Lüks hayat sürenlere verip veriştiriyorum ama benim de kendime göre bazı lükslerim olduğunu itiraf etmem gerekir.

Lükslerimi sayayım:

Fırsat buldukça ekmeği kızartıp yerim. Hele bu ekmek, elenmemiş, yüzde yüz buğday ekmeği olursa, kızarınca nefis bir kokusu olur. Yanında keçi peyniri, sele zeytini, küçük bir tabakta soğukta sızdırılmış zeytinyağı, birazcık da halis bal… Tabiî bir de iyi bir çay.

Başka lükslerim de var. Çoğu eski (antika değil) olmak üzere ve genellikle Fransızca ve Osmanlıca kitap ve dergiler toplarım. Bunların turşusunu kurmam, gözden geçirir okurum. Kitapların tamamı okunur mu? Romanlar dışında kitapların her yeri okunmaz. İlgilendiğiniz, merak ettiğiniz yerlerini okursunuz. Öyle kitaplar vardır ki, hacmi birkaç yüz sayfadır, bir-iki sayfa okursunuz yeter.

Kıymetli antika eşya alacak kadar zengin değilim.
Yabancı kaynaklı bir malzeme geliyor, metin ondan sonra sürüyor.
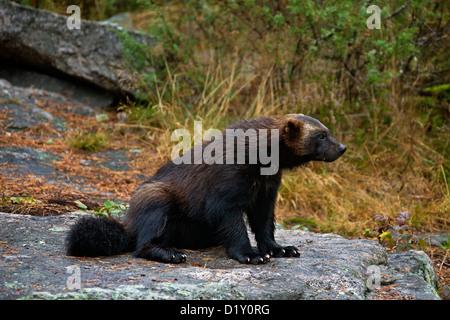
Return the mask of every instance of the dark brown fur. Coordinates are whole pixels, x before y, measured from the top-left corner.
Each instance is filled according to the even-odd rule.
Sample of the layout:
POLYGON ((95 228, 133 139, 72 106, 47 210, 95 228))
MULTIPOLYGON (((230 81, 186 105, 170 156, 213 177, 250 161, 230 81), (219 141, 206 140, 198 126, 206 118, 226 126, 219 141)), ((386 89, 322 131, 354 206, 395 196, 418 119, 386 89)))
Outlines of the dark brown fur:
MULTIPOLYGON (((334 161, 345 147, 319 121, 304 115, 252 119, 229 128, 255 130, 256 135, 248 137, 245 144, 246 159, 251 139, 270 149, 270 139, 260 139, 261 129, 267 129, 269 137, 277 130, 279 170, 261 175, 261 167, 267 165, 259 158, 256 164, 167 163, 136 190, 130 202, 124 232, 128 247, 137 257, 179 263, 186 255, 178 248, 213 245, 223 245, 228 256, 241 263, 266 263, 270 256, 300 255, 297 248, 280 246, 274 238, 274 209, 282 171, 313 160, 334 161), (244 214, 258 251, 250 246, 244 214)), ((225 135, 223 141, 204 141, 195 148, 205 150, 212 143, 223 143, 220 147, 225 159, 225 135)), ((235 160, 236 153, 234 148, 235 160)), ((193 159, 193 152, 191 156, 193 159)), ((72 246, 77 244, 72 241, 72 246)))

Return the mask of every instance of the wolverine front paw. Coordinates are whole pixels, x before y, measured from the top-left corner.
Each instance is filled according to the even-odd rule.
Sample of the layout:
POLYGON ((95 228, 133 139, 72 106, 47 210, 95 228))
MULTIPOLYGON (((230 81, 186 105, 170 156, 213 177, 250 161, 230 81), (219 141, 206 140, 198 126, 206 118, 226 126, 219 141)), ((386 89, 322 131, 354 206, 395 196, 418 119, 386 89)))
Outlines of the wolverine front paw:
POLYGON ((270 261, 270 256, 268 254, 237 254, 230 256, 231 259, 237 260, 244 264, 266 264, 270 261))
POLYGON ((287 247, 275 247, 268 251, 271 257, 274 258, 298 258, 300 257, 300 251, 294 246, 287 247))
Antika yerine el yapımı geleneksel sanat eserleri alırım. Toprak eşya, döğme bakır, el dokuması kumaş gibi. Evvelki hafta Tahtakale’den geçiyordum. Bir dükkanda uzakdoğudan gelmiş üzerleri cilalı tahta kaseler gördüm. Fiyatları çok ucuzdu, 1.5 YTL. Üç tane alıverdim.

Fırsat ve imkân bulursam gezmeyi de severim. Edirne, Bursa, İznik gibi tarihî şehirlerimizde dolaşmak beni mutlu kılar. Yeni binaları sevmem ve onları estetik bulmam. Eski yapılar, camiler, medreseler, kervansaraylar, köprüler, eski evler… Seyahatlerimde pahalı otellerde kalmam. Temiz bir oda olsun, banyosu tuvaleti içinde bulunsun, bana yeter de artar. Yok üç yıldızlı olacakmış, yok beş yıldızlı olacakmış, yok suit olacakmış, öyle meraklarım yoktur.

Bir yere dâvet edilmemişsem, pahalı ve lüks yerlerde yemek yemem. İnsanlar genellikle pahalı tatlıları sever. Bendeniz lüks tatlılardan hoşlanmam. Zaten doktorlar fazla tatlı yememe izin vermiyor. Yersem Adana lokması, İzmir lokması, keşkül-i fukara gibi tatlılar yerim.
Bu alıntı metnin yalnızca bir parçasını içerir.